El Ayuntamiento, que ya contaba con encontrar oposición, intentó crear un cinturón de seguridad alrededor de la casa, pero chocó con unas cien personas. Los forcejeos se saldaron con un solo traslado a comisaría después de que un manifestante se negase a mostrar su identificación. Testigos presenciales confirmaron que un grupo de jóvenes ajeno a los concentrados llegó a arrojar piedras a los antidisturbios, sin que se produjeran daños personales.
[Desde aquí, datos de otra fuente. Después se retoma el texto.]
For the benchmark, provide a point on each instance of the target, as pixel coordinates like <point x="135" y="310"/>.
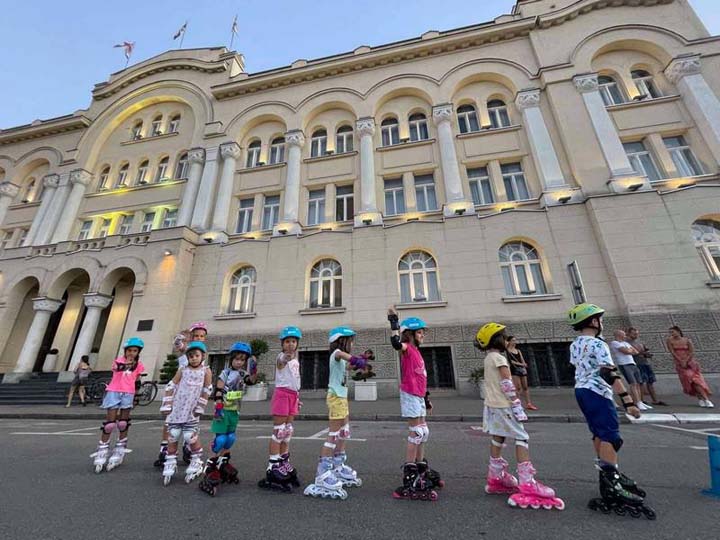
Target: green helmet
<point x="583" y="312"/>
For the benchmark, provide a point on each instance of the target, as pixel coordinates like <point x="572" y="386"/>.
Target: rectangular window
<point x="514" y="180"/>
<point x="271" y="212"/>
<point x="480" y="186"/>
<point x="316" y="207"/>
<point x="682" y="156"/>
<point x="394" y="197"/>
<point x="425" y="193"/>
<point x="641" y="160"/>
<point x="245" y="216"/>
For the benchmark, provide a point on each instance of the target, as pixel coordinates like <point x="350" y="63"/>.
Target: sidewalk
<point x="555" y="404"/>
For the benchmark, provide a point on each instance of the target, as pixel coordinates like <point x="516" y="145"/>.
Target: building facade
<point x="493" y="172"/>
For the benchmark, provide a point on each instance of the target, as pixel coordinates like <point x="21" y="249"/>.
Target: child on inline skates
<point x="332" y="473"/>
<point x="118" y="403"/>
<point x="418" y="479"/>
<point x="502" y="418"/>
<point x="285" y="405"/>
<point x="596" y="377"/>
<point x="229" y="390"/>
<point x="184" y="401"/>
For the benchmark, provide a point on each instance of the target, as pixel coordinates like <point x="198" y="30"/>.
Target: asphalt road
<point x="49" y="489"/>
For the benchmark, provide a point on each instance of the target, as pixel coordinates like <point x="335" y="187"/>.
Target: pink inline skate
<point x="499" y="479"/>
<point x="532" y="493"/>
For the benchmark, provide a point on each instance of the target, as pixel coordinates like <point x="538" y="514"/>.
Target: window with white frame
<point x="467" y="119"/>
<point x="326" y="284"/>
<point x="480" y="186"/>
<point x="514" y="181"/>
<point x="316" y="207"/>
<point x="344" y="140"/>
<point x="418" y="278"/>
<point x="271" y="212"/>
<point x="610" y="91"/>
<point x="706" y="234"/>
<point x="242" y="290"/>
<point x="645" y="84"/>
<point x="390" y="131"/>
<point x="683" y="158"/>
<point x="394" y="197"/>
<point x="641" y="160"/>
<point x="318" y="143"/>
<point x="344" y="203"/>
<point x="521" y="269"/>
<point x="418" y="127"/>
<point x="277" y="150"/>
<point x="499" y="117"/>
<point x="253" y="155"/>
<point x="425" y="193"/>
<point x="245" y="212"/>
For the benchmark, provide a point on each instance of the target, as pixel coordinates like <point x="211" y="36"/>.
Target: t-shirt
<point x="124" y="380"/>
<point x="413" y="376"/>
<point x="621" y="359"/>
<point x="337" y="381"/>
<point x="494" y="396"/>
<point x="588" y="355"/>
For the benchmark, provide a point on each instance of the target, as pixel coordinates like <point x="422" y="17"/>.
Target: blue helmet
<point x="338" y="332"/>
<point x="134" y="342"/>
<point x="412" y="323"/>
<point x="290" y="331"/>
<point x="241" y="346"/>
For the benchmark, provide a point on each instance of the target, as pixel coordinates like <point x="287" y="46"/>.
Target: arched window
<point x="277" y="150"/>
<point x="390" y="132"/>
<point x="418" y="127"/>
<point x="610" y="91"/>
<point x="521" y="269"/>
<point x="253" y="155"/>
<point x="706" y="234"/>
<point x="499" y="116"/>
<point x="318" y="143"/>
<point x="162" y="174"/>
<point x="418" y="278"/>
<point x="645" y="84"/>
<point x="344" y="140"/>
<point x="326" y="284"/>
<point x="242" y="290"/>
<point x="467" y="119"/>
<point x="181" y="169"/>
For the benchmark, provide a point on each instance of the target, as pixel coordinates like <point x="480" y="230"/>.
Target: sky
<point x="52" y="53"/>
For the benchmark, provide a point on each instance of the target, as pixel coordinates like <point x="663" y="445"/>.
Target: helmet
<point x="199" y="345"/>
<point x="412" y="323"/>
<point x="290" y="331"/>
<point x="340" y="331"/>
<point x="134" y="342"/>
<point x="241" y="346"/>
<point x="583" y="312"/>
<point x="487" y="332"/>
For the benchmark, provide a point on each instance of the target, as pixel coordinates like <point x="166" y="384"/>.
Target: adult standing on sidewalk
<point x="687" y="368"/>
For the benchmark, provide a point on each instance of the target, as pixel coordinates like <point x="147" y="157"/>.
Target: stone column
<point x="94" y="304"/>
<point x="80" y="179"/>
<point x="288" y="223"/>
<point x="369" y="213"/>
<point x="8" y="192"/>
<point x="196" y="158"/>
<point x="701" y="101"/>
<point x="230" y="153"/>
<point x="456" y="201"/>
<point x="50" y="183"/>
<point x="204" y="200"/>
<point x="44" y="307"/>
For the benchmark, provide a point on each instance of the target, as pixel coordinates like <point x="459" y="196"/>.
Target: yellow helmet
<point x="487" y="332"/>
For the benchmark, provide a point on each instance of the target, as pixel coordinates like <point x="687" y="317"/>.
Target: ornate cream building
<point x="494" y="171"/>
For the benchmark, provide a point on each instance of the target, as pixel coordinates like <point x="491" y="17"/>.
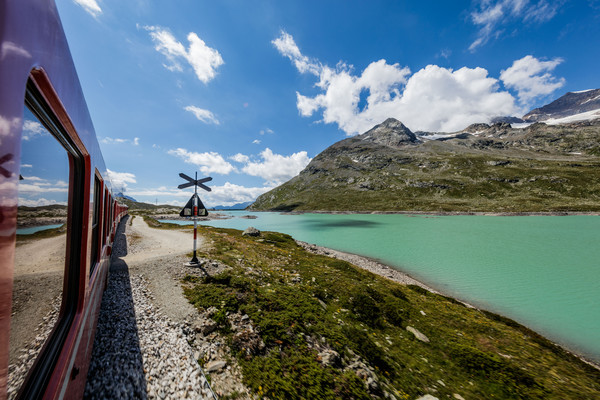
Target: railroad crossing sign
<point x="194" y="182"/>
<point x="194" y="207"/>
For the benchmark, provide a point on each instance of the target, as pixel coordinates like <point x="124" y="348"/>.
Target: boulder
<point x="215" y="366"/>
<point x="418" y="334"/>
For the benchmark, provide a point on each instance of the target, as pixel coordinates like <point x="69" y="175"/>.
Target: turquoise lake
<point x="33" y="229"/>
<point x="543" y="271"/>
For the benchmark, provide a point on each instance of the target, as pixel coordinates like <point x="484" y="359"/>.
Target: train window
<point x="44" y="283"/>
<point x="96" y="223"/>
<point x="106" y="201"/>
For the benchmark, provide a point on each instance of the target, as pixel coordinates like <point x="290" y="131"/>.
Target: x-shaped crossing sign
<point x="194" y="182"/>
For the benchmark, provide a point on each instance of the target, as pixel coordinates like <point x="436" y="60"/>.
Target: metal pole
<point x="195" y="214"/>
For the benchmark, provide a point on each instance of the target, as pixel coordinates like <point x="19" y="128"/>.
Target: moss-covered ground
<point x="296" y="299"/>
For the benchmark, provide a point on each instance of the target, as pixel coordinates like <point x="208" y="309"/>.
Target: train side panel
<point x="34" y="52"/>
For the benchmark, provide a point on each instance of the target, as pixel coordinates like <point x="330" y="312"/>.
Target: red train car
<point x="53" y="178"/>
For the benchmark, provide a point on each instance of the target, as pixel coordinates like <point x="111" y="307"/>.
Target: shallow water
<point x="33" y="229"/>
<point x="543" y="271"/>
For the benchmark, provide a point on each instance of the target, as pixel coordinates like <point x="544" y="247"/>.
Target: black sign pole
<point x="195" y="214"/>
<point x="194" y="205"/>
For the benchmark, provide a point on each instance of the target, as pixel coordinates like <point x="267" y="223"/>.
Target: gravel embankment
<point x="139" y="352"/>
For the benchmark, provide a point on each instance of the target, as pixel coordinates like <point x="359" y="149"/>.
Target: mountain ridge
<point x="484" y="168"/>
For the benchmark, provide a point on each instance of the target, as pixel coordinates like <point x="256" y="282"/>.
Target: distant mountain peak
<point x="390" y="132"/>
<point x="572" y="103"/>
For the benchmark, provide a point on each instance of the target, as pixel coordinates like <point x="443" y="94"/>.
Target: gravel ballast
<point x="139" y="352"/>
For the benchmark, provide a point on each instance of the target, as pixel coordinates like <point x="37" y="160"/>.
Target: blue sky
<point x="249" y="91"/>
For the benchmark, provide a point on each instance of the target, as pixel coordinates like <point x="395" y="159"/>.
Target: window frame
<point x="37" y="95"/>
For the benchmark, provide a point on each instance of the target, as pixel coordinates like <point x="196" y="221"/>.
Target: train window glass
<point x="41" y="249"/>
<point x="106" y="219"/>
<point x="96" y="223"/>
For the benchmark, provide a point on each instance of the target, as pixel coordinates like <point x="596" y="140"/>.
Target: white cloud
<point x="45" y="187"/>
<point x="91" y="6"/>
<point x="12" y="48"/>
<point x="230" y="194"/>
<point x="120" y="180"/>
<point x="207" y="162"/>
<point x="203" y="115"/>
<point x="8" y="126"/>
<point x="239" y="157"/>
<point x="203" y="59"/>
<point x="227" y="194"/>
<point x="286" y="45"/>
<point x="275" y="168"/>
<point x="492" y="15"/>
<point x="432" y="99"/>
<point x="32" y="129"/>
<point x="531" y="77"/>
<point x="109" y="140"/>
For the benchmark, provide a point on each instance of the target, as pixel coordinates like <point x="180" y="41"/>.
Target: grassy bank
<point x="333" y="330"/>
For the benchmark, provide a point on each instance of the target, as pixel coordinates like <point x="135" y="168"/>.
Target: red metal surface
<point x="33" y="46"/>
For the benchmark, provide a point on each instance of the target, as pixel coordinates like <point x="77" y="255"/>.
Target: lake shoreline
<point x="441" y="213"/>
<point x="396" y="275"/>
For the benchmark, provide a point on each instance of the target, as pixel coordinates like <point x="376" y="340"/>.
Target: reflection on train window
<point x="41" y="246"/>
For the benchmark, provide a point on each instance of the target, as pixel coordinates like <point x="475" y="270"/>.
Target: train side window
<point x="42" y="309"/>
<point x="106" y="202"/>
<point x="96" y="223"/>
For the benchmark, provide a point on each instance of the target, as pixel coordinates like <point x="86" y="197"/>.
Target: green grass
<point x="301" y="303"/>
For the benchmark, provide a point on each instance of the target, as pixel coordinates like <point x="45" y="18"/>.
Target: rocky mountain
<point x="123" y="196"/>
<point x="488" y="168"/>
<point x="570" y="104"/>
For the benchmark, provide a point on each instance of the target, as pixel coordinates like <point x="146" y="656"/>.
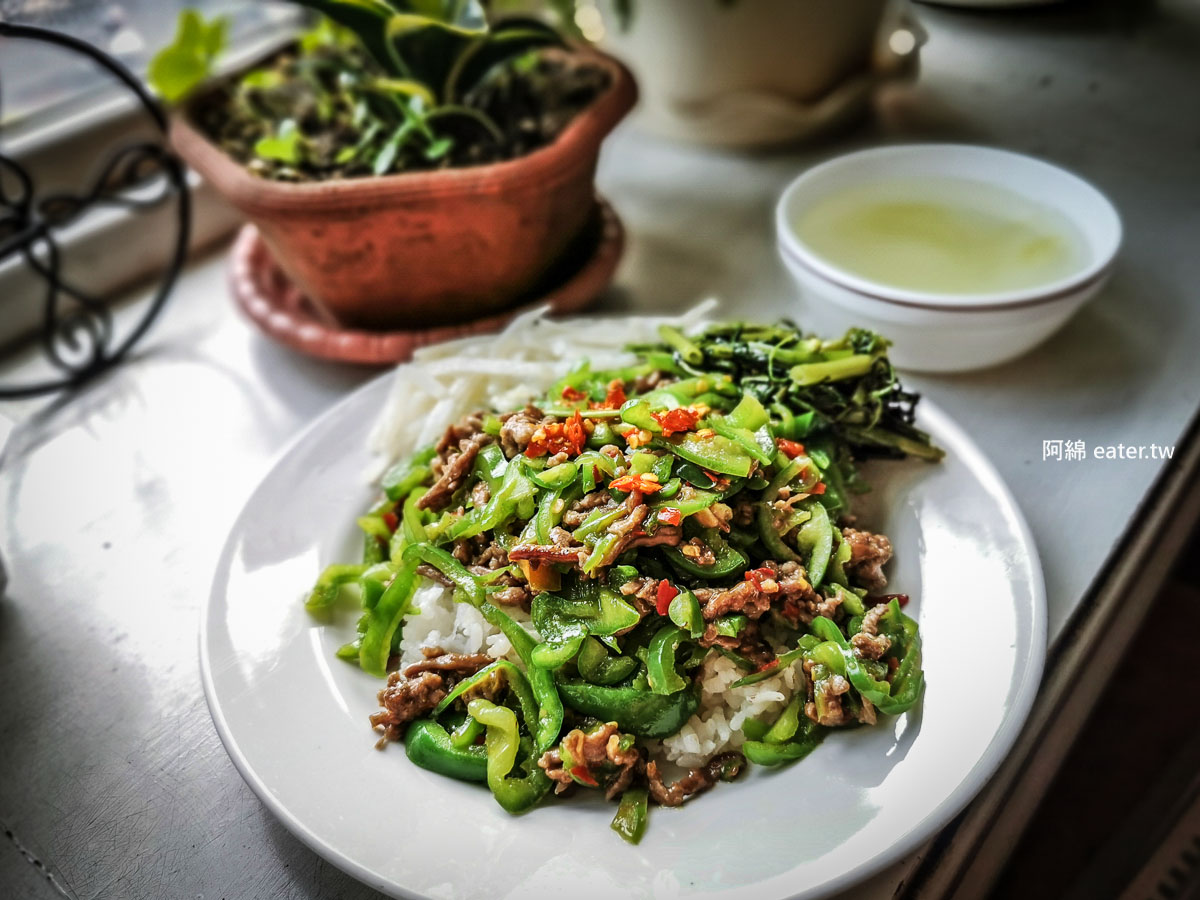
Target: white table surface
<point x="114" y="502"/>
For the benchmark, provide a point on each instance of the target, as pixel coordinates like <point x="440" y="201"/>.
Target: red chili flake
<point x="719" y="481"/>
<point x="567" y="437"/>
<point x="639" y="484"/>
<point x="664" y="597"/>
<point x="677" y="420"/>
<point x="583" y="775"/>
<point x="576" y="435"/>
<point x="616" y="396"/>
<point x="670" y="515"/>
<point x="757" y="576"/>
<point x="790" y="448"/>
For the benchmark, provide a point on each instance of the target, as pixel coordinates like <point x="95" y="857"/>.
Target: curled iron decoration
<point x="77" y="331"/>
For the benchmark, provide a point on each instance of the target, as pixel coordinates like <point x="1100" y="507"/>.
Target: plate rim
<point x="1025" y="688"/>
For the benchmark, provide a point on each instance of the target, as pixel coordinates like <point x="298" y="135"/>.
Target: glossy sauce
<point x="942" y="235"/>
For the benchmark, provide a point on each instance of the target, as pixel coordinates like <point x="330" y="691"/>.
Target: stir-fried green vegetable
<point x="682" y="510"/>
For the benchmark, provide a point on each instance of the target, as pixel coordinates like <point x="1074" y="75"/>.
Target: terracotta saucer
<point x="273" y="303"/>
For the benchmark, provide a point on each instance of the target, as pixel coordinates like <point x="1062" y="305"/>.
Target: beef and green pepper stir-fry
<point x="629" y="534"/>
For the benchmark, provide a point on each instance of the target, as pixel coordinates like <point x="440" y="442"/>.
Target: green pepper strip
<point x="407" y="474"/>
<point x="747" y="441"/>
<point x="660" y="661"/>
<point x="730" y="625"/>
<point x="503" y="741"/>
<point x="786" y="724"/>
<point x="329" y="586"/>
<point x="557" y="477"/>
<point x="412" y="526"/>
<point x="789" y="471"/>
<point x="550" y="706"/>
<point x="490" y="467"/>
<point x="383" y="621"/>
<point x="726" y="559"/>
<point x="598" y="667"/>
<point x="630" y="819"/>
<point x="684" y="611"/>
<point x="688" y="351"/>
<point x="891" y="697"/>
<point x="713" y="453"/>
<point x="466" y="735"/>
<point x="429" y="745"/>
<point x="807" y="737"/>
<point x="637" y="712"/>
<point x="816" y="537"/>
<point x="805" y="645"/>
<point x="637" y="413"/>
<point x="748" y="414"/>
<point x="591" y="462"/>
<point x="514" y="489"/>
<point x="689" y="505"/>
<point x="513" y="676"/>
<point x="597" y="522"/>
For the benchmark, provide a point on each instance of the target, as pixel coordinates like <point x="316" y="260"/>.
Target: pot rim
<point x="574" y="148"/>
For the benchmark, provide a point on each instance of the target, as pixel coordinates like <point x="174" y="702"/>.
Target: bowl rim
<point x="793" y="250"/>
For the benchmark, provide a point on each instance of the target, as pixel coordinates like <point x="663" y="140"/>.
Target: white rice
<point x="443" y="383"/>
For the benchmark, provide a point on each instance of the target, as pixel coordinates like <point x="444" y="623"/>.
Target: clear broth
<point x="942" y="235"/>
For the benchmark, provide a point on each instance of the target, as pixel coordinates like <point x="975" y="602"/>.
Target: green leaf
<point x="505" y="41"/>
<point x="282" y="147"/>
<point x="439" y="148"/>
<point x="387" y="155"/>
<point x="186" y="63"/>
<point x="366" y="18"/>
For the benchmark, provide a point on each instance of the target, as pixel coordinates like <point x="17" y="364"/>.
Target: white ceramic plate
<point x="294" y="718"/>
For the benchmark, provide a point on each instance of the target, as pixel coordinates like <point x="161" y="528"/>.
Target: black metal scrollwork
<point x="77" y="331"/>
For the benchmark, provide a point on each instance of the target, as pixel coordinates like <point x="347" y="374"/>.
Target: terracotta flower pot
<point x="425" y="247"/>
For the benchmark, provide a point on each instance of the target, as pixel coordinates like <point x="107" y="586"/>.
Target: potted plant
<point x="750" y="73"/>
<point x="408" y="161"/>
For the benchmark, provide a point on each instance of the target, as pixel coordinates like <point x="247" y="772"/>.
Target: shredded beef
<point x="455" y="468"/>
<point x="641" y="592"/>
<point x="663" y="535"/>
<point x="466" y="427"/>
<point x="517" y="429"/>
<point x="582" y="508"/>
<point x="699" y="552"/>
<point x="831" y="689"/>
<point x="868" y="556"/>
<point x="432" y="574"/>
<point x="599" y="748"/>
<point x="789" y="588"/>
<point x="571" y="555"/>
<point x="871" y="619"/>
<point x="461" y="664"/>
<point x="407" y="699"/>
<point x="723" y="767"/>
<point x="749" y="643"/>
<point x="870" y="646"/>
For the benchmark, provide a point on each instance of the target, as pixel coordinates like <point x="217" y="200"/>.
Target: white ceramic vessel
<point x="948" y="333"/>
<point x="760" y="73"/>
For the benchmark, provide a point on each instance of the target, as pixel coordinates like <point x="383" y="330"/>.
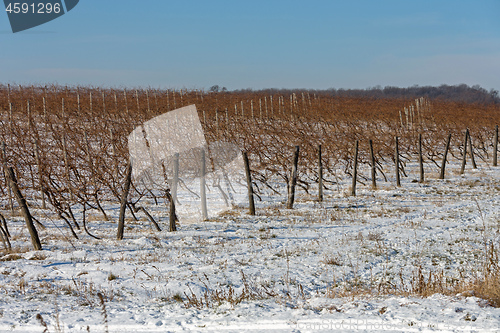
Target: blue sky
<point x="259" y="44"/>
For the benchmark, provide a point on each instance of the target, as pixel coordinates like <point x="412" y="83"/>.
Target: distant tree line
<point x="453" y="93"/>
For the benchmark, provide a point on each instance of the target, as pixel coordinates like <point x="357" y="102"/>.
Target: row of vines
<point x="68" y="145"/>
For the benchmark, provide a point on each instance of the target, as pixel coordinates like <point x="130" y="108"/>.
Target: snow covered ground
<point x="282" y="270"/>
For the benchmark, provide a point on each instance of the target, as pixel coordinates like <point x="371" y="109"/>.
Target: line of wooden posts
<point x="293" y="178"/>
<point x="10" y="175"/>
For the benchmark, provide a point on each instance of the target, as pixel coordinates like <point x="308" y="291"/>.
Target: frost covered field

Finalmente, a las 8.30 horas, el área de Urbanismo desistió y los residentes de Ofelia Nieto rompieron en aplausos. La excavadora y los furgones policiales fueron despedidos entre gritos de "Sí se puede".

Expediente abierto

La calle continuó cortada hasta pasadas las 12.00 horas. En ese momento los congregados celebraban una asamblea para decidir las próximas acciones a tomar (incluyendo la posibilidad de realizar una manifestación en el barrio y acudir a la Junta de Distrito de Moncloa, además del establecimiento de turnos de guardia in situ) para "proteger" a los residentes.

Y es que el expediente de expropiación no está cerrado. Según la orden emitida por el juzgado, el Ayuntamiento tiene un mes de plazo para sacar por la fuerza a las 10 personas de las tres unidades que componen la familia.

Este martes, la familia interpuso un nuevo recurso solicitando la paralización de las acciones como medida cautelarísima. La petición se une al litigio iniciado por vía contencioso administrativa y a las alegaciones adjuntadas por defecto de forma a raíz de la notificación del desalojo, que solo menciona a una familia cuando en la casa, en realidad, viven tres. Además, el lunes s epresentaron en el registro municipal 4.000 firmas exigiendo la cancelación de los planes consistoriales.

Estos pasan por derribar la casa que Francisco Gracia y Luisa González (77 y 76 años) levantaron en el solar de su propiedad de forma legal y por la que han venido pagando los correspondientes impuestos hasta ahora. Urbanismo insiste en que deben irse porque la edificación choca con los planes municipales para ampliar la acera y construir viviendas en el mismo solar. Los afectados, sin embargo, se niegan en redondo.

"Tenemos mucha angustia"

Tras pasar la noche casi en vela, Angelines, una de las hijas de los dueños del inmueble, aseguraba estar "muy cansada". "Tenemos mucha angustia, porque esto acaba de empezar. Vamos a seguir luchando, porque el respaldo de la gente nos ha dado mucha fuerza", aseguraba. Su madre, Luisa agradecía el cariño de los vecinos  e insistía en que la finca es suya: "Es mi casa. Si hay sangre, hay sangre. Son unos ladrones y de mi casa no me echan".